Das Ende

Viele Dinge beginnen mit guten Absichten, aber manche richten am Ende mehr Schaden an, als dass sie Nutzen.

Ab dem 25. Mai 2018 ist die Datenschutz-Grundverordnung (DSGVO) EU-weit von allen Webseitenbetreibern anzuwenden. Unter dem Deckmantel des „Datenschutzes“ werden Grundrechte weiter eingeschränkt. Wer genauer hinschaut, wird bemerken, dass die DSGVO in vielerlei Hinsicht mit dem Recht auf Meinungs-, Informations- und Pressefreiheit kollidiert.
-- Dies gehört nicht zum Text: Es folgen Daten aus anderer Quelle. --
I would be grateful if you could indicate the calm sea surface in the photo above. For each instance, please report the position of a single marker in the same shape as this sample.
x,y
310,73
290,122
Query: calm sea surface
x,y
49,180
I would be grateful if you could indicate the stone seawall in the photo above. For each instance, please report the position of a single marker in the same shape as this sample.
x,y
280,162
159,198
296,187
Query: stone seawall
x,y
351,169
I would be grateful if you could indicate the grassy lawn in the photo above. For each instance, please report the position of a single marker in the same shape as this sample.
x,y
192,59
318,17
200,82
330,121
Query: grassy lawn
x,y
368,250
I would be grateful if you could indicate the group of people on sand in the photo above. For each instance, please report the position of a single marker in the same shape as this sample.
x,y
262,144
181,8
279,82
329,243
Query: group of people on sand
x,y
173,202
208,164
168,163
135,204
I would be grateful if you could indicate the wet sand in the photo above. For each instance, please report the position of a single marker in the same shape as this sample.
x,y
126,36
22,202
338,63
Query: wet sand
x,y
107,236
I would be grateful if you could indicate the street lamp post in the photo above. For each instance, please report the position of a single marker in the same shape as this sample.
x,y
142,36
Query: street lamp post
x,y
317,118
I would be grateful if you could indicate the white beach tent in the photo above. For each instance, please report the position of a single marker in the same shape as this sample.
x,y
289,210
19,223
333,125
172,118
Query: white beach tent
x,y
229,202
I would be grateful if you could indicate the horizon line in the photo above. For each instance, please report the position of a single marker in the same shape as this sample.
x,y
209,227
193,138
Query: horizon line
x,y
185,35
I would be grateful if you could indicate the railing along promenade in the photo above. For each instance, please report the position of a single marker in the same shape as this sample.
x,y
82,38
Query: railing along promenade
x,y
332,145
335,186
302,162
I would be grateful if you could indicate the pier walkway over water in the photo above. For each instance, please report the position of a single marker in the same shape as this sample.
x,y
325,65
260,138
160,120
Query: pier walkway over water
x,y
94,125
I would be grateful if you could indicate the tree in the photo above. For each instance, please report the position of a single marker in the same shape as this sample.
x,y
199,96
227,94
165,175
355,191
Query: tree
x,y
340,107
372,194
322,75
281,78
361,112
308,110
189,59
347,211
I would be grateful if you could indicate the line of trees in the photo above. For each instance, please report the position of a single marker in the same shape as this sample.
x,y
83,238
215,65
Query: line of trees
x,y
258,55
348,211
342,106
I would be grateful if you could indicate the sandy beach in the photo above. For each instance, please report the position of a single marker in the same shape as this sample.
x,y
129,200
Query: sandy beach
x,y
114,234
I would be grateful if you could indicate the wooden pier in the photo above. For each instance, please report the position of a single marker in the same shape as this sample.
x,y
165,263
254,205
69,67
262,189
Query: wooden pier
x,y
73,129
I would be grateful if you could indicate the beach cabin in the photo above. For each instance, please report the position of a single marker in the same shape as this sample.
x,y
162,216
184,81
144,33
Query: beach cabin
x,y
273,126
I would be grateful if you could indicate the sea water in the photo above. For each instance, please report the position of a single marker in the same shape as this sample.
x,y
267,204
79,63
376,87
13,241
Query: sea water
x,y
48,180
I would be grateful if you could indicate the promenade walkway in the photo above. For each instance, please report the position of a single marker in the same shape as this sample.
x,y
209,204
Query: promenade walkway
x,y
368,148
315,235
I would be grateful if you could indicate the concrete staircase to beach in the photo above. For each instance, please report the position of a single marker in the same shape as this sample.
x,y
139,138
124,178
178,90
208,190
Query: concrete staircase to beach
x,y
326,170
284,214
Jedwede Verwendung „personenbezogener Daten“ (wie in Art. 4 definiert), für die keine Einwilligung der betroffenen Person vorliegt, ist bei strikter Anwendung der DSGVO nicht erlaubt. Das gilt nicht nur für sogenannte Backend-Daten wie E-Mail- oder IP-Adressen von Lesern und Kommentatoren, sondern logischerweise auch für die simple Erwähnung des Namens einer Person (z.B. Politiker, Schauspieler etc.) in Blogposts/Artikeln. Von jeder Person, die in einem Blogpost erwähnt wird, muss eine Erlaubnis zur Veröffentlichung vorliegen. Besonders betroffen sind auch Fotoblogger (einschließlich Instagram/Flickr-Nutzer). Von jeder Person, die auf einer Fotografie zu sehen ist (sei es auch nur im Hintergrund), muss eine Erlaubnis zur Veröffentlichung vorliegen (hier gilt zusätzlich Art. 9).

Niemand bestreitet das – auch keiner der Befürworter der DSGVO. Niemand der jetzt sagt, dass alles halb so schlimm ist, kommt an diesem einen Punkt vorbei.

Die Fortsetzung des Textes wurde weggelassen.